Language versus politics

But a language – even a linguistic identity – is not a political viewpoint. What’s more, Catalans studied in Francoist schools for four decades. During almost half a century, propaganda was actively pushed on students, as well as their language—a primary source of identity for children—repressed. Yet, upon the dictator’s death, supporters of his regime in the country were scarce.

Those who supported Ciutadans anti-immersion manifesto also achieved a sentence by the Spanish Supreme Court saying that Spanish should be used in 25% of the lessons in classrooms. This has not been put into practice, because all Catalan governments have rejected eliminating the current language system. Yet, the education department has put in place a measure to individually ask for schooling to be carried out in Spanish. Less than 100 families per school year request this individualized help, out of the more than a million pupils that fill classrooms.
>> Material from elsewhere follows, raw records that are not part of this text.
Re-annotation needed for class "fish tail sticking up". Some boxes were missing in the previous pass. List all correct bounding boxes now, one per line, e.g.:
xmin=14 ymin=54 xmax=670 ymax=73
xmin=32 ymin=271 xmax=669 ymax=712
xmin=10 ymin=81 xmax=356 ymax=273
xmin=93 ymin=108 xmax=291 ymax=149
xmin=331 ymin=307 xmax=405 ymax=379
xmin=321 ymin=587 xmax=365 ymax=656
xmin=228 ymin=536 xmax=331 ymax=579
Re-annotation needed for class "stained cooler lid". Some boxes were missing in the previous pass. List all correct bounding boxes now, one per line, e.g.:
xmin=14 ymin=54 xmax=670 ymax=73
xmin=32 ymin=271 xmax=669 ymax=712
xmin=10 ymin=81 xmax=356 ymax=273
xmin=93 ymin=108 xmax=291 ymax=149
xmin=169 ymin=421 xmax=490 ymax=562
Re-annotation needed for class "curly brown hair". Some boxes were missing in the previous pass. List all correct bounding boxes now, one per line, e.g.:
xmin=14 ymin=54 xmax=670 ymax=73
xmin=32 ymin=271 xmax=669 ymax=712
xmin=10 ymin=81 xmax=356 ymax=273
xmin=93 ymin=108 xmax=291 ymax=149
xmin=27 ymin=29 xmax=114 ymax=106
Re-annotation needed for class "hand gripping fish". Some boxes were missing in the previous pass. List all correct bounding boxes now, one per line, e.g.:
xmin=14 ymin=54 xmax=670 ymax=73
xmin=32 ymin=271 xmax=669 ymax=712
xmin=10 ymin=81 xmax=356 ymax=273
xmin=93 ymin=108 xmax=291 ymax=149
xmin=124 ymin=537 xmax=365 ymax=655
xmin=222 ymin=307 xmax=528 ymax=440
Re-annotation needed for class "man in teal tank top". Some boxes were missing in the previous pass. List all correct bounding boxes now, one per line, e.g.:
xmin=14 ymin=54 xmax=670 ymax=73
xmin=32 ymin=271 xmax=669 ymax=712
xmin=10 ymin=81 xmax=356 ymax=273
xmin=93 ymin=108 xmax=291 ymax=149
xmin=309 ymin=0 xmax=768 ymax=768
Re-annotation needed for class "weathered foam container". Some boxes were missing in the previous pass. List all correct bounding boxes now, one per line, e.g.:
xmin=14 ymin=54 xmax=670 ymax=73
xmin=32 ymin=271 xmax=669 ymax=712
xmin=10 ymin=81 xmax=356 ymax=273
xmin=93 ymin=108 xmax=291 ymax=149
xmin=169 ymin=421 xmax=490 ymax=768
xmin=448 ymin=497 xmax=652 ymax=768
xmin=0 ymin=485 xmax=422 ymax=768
Direct rule changes the situation

The Catalan government, the education community, a big part of the society and most political parties–even the unionist Socialists, making it 70% of the seats in Parliament– have always flatly rejected any change in the language system of schools. And they have succeeded in their goal of maintaining it unchanged, thus far. However, the situation is now quite different. The country has no executive following the Spanish government’s takeover last October, and the education department is ruled from Madrid, for the first time ever.

Pre-enrollment for next school year starts in just a month; for the first time, the process will exceptionally be led by Spain. And for those fighting against linguistic immersion, it looks like a once in a lifetime opportunity to introduce a box where families can tick schooling in Spanish. Rajoy’s cabinet is considering the measure, without having given details on how this would work.

Division after years of cohesion?

As of 2013, according to Catalonia’s statistics institute, Catalan is understood by 6 million in the country, spoken by 5 million, and written by 4 million. Madrid’s hinting at the possibility of changing the status of the language has already sparked outrage. Will the country have twice the number of classrooms at schools? Will there be enough rooms, teachers, and money to do so? Will students be divided into Catalan-speakers and Spanish-speakers, an unprecedented situation? Will social cohesion prevail?

It is still unknown whether Madrid is considering these points, or the advice given by the post-Franco transition 1983 law on the protection of the Catalan language. The legal 1983 text, as well as its amended 1998 version, reads: “The administration has to take the convenient measures so that students are not divided into different centers for language reasons.”